The operation alleged that Black Axe used money mules to open bank accounts worldwide and launder funds from victims of online financial fraud. Data seized during the operation revealed large transfers to Nigerian bank accounts, cryptocurrency transactions, and sophisticated money laundering operations. In one operation in Ireland, more than €1 million in crypto-assets were seized. During Operation Jackal III in Argentina, authorities dismantled a transnational criminal network following a five-year investigation and the Argentine Federal Police seized $1.2 million in counterfeit supernotes, arrested 72 suspects, and froze around 100 bank accounts. Canadian authorities said they busted a money-laundering scheme linked to Black Axe worth more than $5 billion (£3.8bn) in 2017.

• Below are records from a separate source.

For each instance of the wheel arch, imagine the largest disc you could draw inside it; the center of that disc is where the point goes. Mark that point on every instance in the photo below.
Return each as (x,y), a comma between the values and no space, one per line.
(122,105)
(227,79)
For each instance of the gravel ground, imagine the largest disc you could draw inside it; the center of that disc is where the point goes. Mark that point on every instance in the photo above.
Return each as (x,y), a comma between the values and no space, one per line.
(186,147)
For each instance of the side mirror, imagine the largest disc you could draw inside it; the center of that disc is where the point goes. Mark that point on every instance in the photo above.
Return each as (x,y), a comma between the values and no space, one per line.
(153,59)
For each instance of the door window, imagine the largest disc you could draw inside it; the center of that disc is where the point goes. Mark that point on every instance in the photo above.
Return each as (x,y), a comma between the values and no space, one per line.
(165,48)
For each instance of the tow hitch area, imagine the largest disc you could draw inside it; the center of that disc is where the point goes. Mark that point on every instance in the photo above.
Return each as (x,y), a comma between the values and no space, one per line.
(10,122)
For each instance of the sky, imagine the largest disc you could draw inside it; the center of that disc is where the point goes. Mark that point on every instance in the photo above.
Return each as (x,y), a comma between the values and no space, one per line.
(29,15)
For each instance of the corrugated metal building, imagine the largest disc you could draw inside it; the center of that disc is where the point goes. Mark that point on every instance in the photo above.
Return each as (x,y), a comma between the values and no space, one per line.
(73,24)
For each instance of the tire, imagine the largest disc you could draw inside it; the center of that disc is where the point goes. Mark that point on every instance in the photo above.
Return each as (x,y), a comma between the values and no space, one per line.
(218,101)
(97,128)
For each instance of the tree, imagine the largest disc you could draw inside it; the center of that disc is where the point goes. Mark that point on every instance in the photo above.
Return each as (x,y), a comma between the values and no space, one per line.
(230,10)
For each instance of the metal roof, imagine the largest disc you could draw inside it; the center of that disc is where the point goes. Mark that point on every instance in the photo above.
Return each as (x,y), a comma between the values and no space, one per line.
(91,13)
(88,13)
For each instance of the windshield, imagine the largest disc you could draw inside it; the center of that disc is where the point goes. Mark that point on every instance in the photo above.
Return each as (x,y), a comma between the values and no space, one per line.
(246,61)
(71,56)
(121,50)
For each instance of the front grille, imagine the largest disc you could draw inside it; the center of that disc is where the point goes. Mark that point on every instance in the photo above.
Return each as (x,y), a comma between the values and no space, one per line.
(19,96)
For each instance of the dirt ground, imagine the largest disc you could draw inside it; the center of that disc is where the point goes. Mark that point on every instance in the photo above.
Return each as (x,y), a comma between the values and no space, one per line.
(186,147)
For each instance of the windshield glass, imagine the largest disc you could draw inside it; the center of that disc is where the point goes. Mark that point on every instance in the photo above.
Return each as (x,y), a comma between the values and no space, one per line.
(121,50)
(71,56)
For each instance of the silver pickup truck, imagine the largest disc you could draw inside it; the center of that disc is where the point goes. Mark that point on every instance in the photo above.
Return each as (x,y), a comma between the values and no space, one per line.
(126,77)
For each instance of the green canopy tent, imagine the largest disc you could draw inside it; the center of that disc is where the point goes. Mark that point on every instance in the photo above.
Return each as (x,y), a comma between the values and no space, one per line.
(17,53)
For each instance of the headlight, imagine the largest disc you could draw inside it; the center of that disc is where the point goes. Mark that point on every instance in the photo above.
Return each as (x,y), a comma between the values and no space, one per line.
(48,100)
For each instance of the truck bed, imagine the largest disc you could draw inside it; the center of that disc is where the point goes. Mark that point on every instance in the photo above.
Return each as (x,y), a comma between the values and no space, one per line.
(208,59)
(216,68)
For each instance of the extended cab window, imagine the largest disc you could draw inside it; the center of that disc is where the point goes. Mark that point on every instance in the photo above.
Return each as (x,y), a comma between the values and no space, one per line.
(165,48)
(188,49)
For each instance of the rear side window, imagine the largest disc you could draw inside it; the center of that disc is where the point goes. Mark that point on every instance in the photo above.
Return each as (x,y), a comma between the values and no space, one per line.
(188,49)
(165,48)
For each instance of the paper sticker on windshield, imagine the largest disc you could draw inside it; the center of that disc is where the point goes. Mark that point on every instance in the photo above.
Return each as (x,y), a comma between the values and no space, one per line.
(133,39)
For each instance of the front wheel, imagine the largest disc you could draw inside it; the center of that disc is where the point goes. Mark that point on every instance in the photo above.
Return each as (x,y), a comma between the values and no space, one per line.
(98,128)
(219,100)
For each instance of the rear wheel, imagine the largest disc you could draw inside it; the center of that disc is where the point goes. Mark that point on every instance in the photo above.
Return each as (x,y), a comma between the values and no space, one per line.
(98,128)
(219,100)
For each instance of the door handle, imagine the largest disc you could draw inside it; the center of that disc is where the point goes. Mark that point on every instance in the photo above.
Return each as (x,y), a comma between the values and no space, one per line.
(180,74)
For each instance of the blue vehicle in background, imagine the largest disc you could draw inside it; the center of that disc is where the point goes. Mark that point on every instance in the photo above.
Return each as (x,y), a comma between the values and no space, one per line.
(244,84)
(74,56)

Outcomes of Operation Jackal III:

- Arrests: Approximately 300 individuals suspected of being members of the Black Axe and other affiliated groups were arrested.
- Suspects Identified: Over 400 additional suspects were identified.
- Assets Seized: $3 million in assets were seized.
- Bank Accounts Frozen: More than 720 bank accounts were frozen.

== Origins in Ireland ==
While Black Axe is a West African organized crime group, Interpol's "Jackal" operations originated in Ireland. Following a series of raids by the Garda National Economic Crime Bureau (GNECB) in 2020, a handful of Black Axe members were arrested, leading to the exposure of a much wider network. These raids revealed the scale of money laundering through Ireland and the increasing sophistication of cybercrime.